Med-ImageNet addresses the gap between raw, heterogeneous public oncology imaging and the harmonized, well-documented datasets that AI practitioners need. This page describes the principles and processes that guide data collection, curation, and publication.

Data Collection and Curation#

Source Selection#

Collections are drawn from publicly accessible, institutional-quality archives — primarily TCIA via the Imaging Data Commons (IDC), with additional sources on S3, Zenodo, HuggingFace, and Dropbox. Each collection's backend and file type are recorded in a validated source.json manifest using Pydantic-enforced schemas.

Indexing#

Each collection is indexed via a per-collection index.csv that records available series along with modality, body part, and study-level metadata. For DICOM-native collections, series are identified by SeriesInstanceUID and a companion crawl_db.json stores granular DICOM tag-level detail, enabling fine-grained filtering via tag-based query rules. For NIfTI-native collections, the index records file paths and modality labels directly, supporting the same query interface without requiring DICOM headers. Both index types are published as a versioned Hugging Face dataset and updated via commit-tracked snapshots.

Preprocessing#

For DICOM-native collections, the optional processing flag (imgnet download -p) passes raw data through the med-imagetools Autopipeline, which performs DICOM ingestion, voxel harmonization, intensity normalization, and conversion to NIfTI (.nii.gz) with an accompanying CSV index under procdata/. NIfTI-native collections are already in an analysis-ready format and are downloaded directly, bypassing the conversion pipeline.

Standards and Formats#

Med-ImageNet supports two internationally recognized medical imaging formats as first-class data types:

DICOM — the standard acquisition format for clinical imaging, used for raw data from TCIA/IDC and other clinical archives. DICOM's rich header metadata enables tag-based query rules for fine-grained series selection.
NIfTI (.nii.gz) — a volumetric format widely adopted in neuroimaging and AI research, used both as the output of Med-ImageNet's preprocessing pipeline and as the native format for collections that are published directly in NIfTI (e.g., from HuggingFace or Zenodo sources).
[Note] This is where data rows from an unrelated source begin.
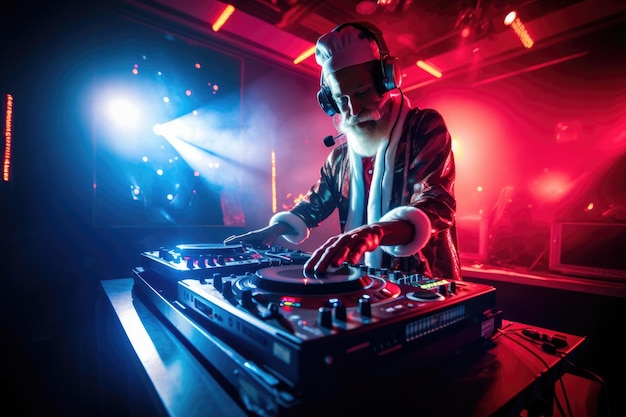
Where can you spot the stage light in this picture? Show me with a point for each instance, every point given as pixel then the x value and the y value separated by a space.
pixel 223 17
pixel 304 55
pixel 429 69
pixel 8 138
pixel 513 20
Tabular metadata uses CSV, structured configuration uses JSON, and query interoperability between CLI commands is achieved through a compact, reproducible token format (msgpack + zlib + base64).

FAIR Principles#

The platform's architecture embodies the FAIR principles:

Principle	Implementation
Findable	All collections are indexed by SeriesInstanceUID, modality, and body part; the index is published on Hugging Face with persistent identifiers.
Accessible	Open-source CLI and Python API; data retrieved from public archives via standard protocols (HTTPS, S3).
Interoperable	Both DICOM and NIfTI are domain-standard formats with broad tooling support; the unified query interface abstracts over format differences so users interact with a single API regardless of source file type. Validated Pydantic schemas enforce consistent structure across heterogeneous sources.
Reusable	GPL-3.0 licensed software; versioned index snapshots; configurable query rules enable adaptation to diverse research questions.